Che consigli daresti a chi, come te, s’interessa di urbanistica?
“L’urbanista non è una figura molto conosciuta, spesso è quasi invisibile. Sara forse che fa un lavoro a metà fra studi di progettazione ed enti pubblici. Ma l’urbanista è il ponte tra la creatività architettonica e il regolamento territoriale e il suo lavoro è saper ‘disegnare’ con le leggi. Il mio consiglio è di studiare con passione, fare molta ricerca e continuare con una specializzazione anche perche l’urbanistica è un corso interdisciplinare molto interessante, che affronta materie estremamente diverse tra loro che servono a portare a un unico risultato”.
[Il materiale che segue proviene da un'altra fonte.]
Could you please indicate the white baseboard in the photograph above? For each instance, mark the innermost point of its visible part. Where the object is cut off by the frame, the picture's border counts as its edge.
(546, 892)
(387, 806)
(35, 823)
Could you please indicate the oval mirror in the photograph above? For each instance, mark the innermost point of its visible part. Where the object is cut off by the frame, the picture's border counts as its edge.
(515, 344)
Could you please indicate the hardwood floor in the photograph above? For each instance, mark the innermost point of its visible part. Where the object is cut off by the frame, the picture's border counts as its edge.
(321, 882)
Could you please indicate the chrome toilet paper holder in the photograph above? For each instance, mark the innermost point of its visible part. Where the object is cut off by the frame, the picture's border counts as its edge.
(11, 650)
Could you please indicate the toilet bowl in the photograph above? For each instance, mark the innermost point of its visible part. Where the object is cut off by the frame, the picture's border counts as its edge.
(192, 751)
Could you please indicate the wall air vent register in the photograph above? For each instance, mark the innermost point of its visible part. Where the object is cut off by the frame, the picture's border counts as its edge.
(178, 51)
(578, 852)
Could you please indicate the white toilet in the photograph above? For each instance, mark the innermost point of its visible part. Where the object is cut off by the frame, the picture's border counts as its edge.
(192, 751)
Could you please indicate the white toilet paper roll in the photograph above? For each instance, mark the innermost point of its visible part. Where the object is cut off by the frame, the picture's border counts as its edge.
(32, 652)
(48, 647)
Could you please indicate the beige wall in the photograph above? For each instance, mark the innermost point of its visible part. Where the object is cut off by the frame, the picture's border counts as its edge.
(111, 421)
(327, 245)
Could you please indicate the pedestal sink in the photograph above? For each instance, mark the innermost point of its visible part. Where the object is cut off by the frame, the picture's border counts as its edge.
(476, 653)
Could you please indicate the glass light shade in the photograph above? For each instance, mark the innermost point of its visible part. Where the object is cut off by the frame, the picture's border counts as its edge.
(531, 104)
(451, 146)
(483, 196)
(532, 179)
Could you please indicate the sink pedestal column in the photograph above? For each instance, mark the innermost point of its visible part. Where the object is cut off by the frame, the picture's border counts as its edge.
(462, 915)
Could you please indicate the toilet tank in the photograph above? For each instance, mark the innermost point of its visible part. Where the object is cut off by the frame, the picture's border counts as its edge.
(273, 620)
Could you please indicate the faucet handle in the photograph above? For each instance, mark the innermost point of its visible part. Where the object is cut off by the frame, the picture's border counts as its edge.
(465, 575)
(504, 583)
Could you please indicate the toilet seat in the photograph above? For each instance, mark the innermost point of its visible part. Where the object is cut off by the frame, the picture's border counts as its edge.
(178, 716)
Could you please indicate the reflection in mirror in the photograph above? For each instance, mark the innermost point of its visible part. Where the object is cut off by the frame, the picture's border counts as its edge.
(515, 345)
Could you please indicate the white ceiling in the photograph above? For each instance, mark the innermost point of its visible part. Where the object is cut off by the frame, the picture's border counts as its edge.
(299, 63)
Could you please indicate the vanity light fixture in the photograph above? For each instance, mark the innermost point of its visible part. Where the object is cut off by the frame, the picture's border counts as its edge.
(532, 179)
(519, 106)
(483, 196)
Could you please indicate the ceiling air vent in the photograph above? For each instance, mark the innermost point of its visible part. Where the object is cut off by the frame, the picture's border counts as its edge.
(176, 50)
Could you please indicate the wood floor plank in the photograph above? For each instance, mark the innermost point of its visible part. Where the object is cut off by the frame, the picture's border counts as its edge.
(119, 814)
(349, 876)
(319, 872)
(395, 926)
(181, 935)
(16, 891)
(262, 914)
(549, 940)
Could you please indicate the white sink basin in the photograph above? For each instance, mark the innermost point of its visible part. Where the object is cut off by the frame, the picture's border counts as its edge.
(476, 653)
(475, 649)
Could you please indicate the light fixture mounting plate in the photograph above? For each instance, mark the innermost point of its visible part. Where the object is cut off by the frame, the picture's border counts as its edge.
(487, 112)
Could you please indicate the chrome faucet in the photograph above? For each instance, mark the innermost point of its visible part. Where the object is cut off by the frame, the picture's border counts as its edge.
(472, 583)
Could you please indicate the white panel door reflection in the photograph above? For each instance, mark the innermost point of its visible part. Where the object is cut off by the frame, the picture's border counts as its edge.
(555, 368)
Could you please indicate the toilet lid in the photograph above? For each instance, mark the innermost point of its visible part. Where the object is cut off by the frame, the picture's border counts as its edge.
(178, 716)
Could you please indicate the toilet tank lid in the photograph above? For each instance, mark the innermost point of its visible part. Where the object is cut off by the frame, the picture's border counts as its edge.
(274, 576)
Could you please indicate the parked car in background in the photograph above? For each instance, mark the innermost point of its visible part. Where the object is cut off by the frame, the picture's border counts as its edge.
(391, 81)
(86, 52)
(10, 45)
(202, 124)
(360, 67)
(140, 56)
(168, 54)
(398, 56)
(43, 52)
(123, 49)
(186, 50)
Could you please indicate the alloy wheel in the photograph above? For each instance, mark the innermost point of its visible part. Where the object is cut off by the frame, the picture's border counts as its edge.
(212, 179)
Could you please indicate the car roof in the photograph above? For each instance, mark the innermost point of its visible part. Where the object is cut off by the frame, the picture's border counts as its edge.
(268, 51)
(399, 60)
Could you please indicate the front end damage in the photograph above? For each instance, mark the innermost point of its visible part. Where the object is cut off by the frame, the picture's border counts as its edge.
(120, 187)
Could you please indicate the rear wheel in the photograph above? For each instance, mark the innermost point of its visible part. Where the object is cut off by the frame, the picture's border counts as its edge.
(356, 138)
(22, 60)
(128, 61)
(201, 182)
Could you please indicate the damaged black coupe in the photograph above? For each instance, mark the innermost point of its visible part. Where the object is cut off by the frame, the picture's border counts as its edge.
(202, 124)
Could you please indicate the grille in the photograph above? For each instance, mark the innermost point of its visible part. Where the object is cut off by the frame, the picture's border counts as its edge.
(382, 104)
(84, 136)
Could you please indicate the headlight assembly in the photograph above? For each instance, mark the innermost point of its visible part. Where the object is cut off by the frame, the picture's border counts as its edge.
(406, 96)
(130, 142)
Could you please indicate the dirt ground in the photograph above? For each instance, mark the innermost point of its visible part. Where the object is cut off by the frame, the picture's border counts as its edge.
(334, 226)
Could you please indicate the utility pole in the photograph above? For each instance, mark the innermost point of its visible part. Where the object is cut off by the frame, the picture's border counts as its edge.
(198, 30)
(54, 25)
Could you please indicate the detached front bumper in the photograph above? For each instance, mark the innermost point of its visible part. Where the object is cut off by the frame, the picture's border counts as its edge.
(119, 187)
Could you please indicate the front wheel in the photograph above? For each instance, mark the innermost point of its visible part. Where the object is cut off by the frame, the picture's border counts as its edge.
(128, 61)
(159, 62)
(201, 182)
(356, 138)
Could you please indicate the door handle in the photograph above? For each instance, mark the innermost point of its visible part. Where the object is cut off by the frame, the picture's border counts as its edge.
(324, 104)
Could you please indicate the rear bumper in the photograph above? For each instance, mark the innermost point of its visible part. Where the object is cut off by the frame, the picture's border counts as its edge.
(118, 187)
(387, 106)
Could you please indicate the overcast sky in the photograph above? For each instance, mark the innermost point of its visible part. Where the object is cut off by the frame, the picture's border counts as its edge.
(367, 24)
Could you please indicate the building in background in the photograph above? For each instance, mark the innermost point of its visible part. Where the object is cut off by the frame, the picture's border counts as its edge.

Hai deciso di fermarti alla triennale?

“No, attualmente sto per trasferirmi al Politecnico di Milano, per iniziare un nuovo percorso dal prossimo mese. La linea è sempre quella dell’urbanistica, nello specifico un corso completamente in inglese in pianificazione urbanistica territoriale. Inoltre ho fatto domanda all’Alta scuola politecnica che conferisce una doppia laurea tra il Politecnico di Milano e quello di Torino e che si fa in parallelo alla laurea magistrale”.

E come mai un corso in inglese?
“Vorrei fare anche il dottorato, in Italia o possibilmente negli Stati Uniti, dove le borse di studio per dottorandi sono più numerose. Per questo ho ritenuto giusto scommettere sull’inglese. Per me è importante avere una solida conoscenza della materia per poi tornare a casa mia ed applicarla materialmente. In Etiopia adesso c’è richiesta e serve davvero gente che sappia redigere piani regolatori. Lo stesso Ministero per lo sviluppo urbano e le costruzioni è stato rilanciato nel 2005”.

Pensi che la laurea in urbanistica sia spendibile?

“Dipende tutto dal ruolo che si attribuirà alla materia nei prossimi anni. In ogni caso, ultimamente l’urbanistica sta acquisendo molta importanza, anche per la crescita della popolazione mondiale e i processi di globalizzazione che stanno portando milioni di persone verso le città. Quindi professionisti specializzati su questioni che riguardano il disegno e la regolamentazione delle città saranno sempre più richiesti. In Italia, Milano è una città che offre diverse prospettive sul fronte dell’urbanistica, basti pensare al Expo 2015 con moltissimi progetti che dovrebbero tenere conto anche del parere degli urbanisti. Però è anche vero che tutto dipende dalla politica economica nazionale: se un Paese investe nelle costruzioni, allora ci saranno tanti sbocchi di lavoro. Inoltre c’è da dire che noi urbanisti siamo pochi, quindi spero che verremo tutti accontentati”.

Conosci AlmaLaurea?
“L’ho conosciuta mentre facevo domanda di laurea. Prima sapevo che forniva delle statistiche sulla situazione dei laureati. Non sapevo che prevedesse anche la possibilità di poter inserire il proprio curriculum”.